Politics

MEP Jakovčić Reported to Anti-Fraud Office

By 10 September 2018

ZAGREB, September 10, 2018 - The opposition Živi Zid party said on Monday it had reported the Istrian Democratic Party's (IDS) Member of the European Parliament Ivan Jakovčić to the European Anti-Fraud Office (OLAF) for receiving fees as a member of the Afarak company's supervisory board during his term as an MEP.

Živi Zid secretary general Tihomir Lukanić told reporters the party decided to report Jakovčić after media claims that he received fees both as a member and chairman of the supervisory board of Afarak, a company Lukanić said was owned by a man who presented himself as one of the strategic partners of the Uljanik shipbuilding group.

Lukanić said the party reported Jakovčić because he did not declare either the sources or amounts of his fees. "We expect OLAF to conduct an investigation and contact us... and we will inform the public," he added.

Damir Gruenbaum, an Istrian County councillor, called out Jakovčić for preferential treatment, nepotism and clientelism in the county and said he controlled a majority of the media.

"The Afarak company for which Mr Jakovčić lobbied is involved in the Paradise Papers affair in Panama where it was discovered in offshore data bases that Mr Končar doesn't own 30% of Afarak, as he said in Finland, but 70%. Finland's tax authority automatically wanted to make him pay 200 million euro to small shareholders.

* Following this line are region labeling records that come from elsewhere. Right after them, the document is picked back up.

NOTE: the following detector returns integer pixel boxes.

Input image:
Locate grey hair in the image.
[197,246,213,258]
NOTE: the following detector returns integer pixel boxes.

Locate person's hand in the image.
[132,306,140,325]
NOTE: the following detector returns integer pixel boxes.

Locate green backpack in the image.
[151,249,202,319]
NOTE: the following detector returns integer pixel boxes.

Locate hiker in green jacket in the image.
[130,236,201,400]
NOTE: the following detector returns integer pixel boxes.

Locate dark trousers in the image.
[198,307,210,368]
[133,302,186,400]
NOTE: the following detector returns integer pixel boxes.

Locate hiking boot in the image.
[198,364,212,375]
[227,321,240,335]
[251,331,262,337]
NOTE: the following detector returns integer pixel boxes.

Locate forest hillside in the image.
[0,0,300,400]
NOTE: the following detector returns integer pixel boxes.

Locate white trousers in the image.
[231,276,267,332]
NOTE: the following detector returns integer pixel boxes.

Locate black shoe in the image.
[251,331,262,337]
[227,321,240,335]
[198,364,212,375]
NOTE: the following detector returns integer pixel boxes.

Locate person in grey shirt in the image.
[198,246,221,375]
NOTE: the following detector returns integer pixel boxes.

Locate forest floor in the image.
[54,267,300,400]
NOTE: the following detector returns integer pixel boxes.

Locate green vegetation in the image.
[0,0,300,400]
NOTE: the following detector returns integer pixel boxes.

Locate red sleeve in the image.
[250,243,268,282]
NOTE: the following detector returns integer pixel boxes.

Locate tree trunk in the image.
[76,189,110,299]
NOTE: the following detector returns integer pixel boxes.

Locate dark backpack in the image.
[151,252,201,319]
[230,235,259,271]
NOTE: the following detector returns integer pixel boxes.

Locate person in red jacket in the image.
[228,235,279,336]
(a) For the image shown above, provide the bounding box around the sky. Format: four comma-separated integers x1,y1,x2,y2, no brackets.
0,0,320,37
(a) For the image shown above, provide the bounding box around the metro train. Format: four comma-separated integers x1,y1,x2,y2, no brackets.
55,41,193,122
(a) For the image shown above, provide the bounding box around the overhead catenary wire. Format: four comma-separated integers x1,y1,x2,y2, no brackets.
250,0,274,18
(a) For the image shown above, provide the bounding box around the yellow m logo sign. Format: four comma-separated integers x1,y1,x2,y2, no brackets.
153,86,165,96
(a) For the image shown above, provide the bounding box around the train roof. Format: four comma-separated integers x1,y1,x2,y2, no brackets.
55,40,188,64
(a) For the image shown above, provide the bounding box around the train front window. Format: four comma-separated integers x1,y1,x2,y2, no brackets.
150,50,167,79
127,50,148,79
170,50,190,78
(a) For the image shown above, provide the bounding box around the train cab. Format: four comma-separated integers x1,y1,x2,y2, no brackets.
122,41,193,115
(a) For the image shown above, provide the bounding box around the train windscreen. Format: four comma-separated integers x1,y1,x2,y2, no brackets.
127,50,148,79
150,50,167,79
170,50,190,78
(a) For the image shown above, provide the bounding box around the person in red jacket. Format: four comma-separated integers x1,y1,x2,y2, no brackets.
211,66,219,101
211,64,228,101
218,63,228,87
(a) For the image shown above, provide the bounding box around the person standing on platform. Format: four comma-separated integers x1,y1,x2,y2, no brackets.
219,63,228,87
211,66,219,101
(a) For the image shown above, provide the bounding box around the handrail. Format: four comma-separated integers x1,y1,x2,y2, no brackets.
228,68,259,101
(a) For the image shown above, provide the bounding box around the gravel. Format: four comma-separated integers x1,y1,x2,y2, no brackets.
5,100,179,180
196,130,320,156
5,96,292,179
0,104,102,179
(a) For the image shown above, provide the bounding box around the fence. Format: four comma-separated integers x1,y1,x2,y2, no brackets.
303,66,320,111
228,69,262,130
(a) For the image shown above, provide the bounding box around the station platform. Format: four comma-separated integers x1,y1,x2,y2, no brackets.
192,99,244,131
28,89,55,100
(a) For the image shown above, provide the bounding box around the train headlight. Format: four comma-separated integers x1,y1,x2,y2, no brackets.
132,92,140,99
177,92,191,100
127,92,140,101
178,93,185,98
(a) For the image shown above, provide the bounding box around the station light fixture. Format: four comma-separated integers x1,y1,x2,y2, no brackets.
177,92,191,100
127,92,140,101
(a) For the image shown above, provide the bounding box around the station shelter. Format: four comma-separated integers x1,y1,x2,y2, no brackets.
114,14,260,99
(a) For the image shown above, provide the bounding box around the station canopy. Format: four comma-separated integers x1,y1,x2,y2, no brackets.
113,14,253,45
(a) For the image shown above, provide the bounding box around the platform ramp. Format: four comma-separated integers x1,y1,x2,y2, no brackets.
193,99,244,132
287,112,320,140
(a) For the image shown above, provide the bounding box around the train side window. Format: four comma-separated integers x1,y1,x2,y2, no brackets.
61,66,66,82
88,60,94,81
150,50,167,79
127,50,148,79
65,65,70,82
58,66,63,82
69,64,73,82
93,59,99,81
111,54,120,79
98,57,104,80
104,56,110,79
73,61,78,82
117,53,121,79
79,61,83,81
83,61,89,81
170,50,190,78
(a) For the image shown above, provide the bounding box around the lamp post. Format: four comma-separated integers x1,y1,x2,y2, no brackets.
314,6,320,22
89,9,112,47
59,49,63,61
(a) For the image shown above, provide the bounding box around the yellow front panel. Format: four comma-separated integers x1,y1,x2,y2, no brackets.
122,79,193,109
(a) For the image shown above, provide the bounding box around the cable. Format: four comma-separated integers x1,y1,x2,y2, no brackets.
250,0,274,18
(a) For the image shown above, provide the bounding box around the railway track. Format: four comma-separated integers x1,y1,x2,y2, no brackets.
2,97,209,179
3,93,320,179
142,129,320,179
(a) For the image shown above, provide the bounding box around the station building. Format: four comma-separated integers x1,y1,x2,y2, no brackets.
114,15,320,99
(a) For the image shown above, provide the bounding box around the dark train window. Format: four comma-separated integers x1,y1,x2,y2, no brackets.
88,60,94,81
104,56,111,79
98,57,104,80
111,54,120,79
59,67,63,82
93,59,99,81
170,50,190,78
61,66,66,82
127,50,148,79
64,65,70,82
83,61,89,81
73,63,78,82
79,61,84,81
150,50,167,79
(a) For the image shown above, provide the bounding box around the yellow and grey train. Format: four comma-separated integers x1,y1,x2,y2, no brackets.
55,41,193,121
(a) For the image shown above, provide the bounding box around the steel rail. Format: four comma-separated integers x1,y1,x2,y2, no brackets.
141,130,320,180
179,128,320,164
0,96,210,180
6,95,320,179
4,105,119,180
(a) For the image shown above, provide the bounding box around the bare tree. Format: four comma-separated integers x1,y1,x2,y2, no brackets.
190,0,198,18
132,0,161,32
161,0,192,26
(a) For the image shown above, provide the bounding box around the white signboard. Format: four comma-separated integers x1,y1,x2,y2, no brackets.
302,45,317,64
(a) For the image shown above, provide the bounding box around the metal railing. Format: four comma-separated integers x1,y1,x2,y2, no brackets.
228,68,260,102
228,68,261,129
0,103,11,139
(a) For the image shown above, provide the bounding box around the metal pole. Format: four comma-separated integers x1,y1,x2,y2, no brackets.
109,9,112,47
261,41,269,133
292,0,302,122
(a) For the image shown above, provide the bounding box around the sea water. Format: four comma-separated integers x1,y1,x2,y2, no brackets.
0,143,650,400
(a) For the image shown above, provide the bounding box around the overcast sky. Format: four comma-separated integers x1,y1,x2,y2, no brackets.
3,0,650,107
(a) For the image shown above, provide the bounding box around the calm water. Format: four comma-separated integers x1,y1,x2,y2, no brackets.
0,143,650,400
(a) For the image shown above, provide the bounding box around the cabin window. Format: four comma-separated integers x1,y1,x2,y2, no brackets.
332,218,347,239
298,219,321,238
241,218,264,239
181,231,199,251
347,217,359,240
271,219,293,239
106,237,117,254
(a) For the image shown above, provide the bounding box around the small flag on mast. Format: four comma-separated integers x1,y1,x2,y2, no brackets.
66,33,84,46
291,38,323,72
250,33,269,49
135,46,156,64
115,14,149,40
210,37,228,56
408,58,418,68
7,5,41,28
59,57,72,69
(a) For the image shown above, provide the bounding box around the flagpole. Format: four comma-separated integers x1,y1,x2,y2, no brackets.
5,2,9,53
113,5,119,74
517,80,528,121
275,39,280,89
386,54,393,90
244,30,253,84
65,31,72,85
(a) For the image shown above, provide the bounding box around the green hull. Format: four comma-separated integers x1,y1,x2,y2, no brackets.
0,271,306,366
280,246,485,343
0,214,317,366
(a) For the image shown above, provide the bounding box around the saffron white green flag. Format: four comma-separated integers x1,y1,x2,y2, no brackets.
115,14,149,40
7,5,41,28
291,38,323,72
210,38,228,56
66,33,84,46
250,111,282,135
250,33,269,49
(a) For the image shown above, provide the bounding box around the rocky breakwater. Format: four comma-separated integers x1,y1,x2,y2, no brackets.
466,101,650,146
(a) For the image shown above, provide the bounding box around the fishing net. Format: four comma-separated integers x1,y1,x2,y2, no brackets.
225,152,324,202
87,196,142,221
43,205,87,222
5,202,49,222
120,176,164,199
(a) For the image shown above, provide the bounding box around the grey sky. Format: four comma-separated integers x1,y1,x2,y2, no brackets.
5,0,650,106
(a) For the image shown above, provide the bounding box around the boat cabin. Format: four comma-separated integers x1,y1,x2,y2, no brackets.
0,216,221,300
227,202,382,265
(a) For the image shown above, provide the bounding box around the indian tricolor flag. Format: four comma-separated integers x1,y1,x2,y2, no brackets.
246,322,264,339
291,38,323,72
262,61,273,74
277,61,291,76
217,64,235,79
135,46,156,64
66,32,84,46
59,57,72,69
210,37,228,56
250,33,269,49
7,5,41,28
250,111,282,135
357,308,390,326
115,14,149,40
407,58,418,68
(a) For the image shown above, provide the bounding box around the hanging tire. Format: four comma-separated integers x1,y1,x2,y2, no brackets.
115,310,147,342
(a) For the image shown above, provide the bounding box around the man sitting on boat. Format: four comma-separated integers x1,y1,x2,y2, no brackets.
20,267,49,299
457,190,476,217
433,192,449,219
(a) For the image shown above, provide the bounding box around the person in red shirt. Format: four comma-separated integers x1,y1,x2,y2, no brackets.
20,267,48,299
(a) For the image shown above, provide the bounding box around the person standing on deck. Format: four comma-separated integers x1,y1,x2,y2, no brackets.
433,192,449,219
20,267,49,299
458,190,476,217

He has appealed but appeals won't help him. He has also been fined 40 million euro for everything that happened," said Gruenbaum.

He said Končar had opened some 30 companies in Istria, all owned by companies from exotic countries, and that they were owned by Končar or his associates.

"The IDS has thoroughly connected everything since the '90s and Jakovčić's colleagues knew about everything he did," said Živi Zid president Ivan Vilibor Sinčić.

Jakovčić has recently announced he will not run for re-election as an MEP.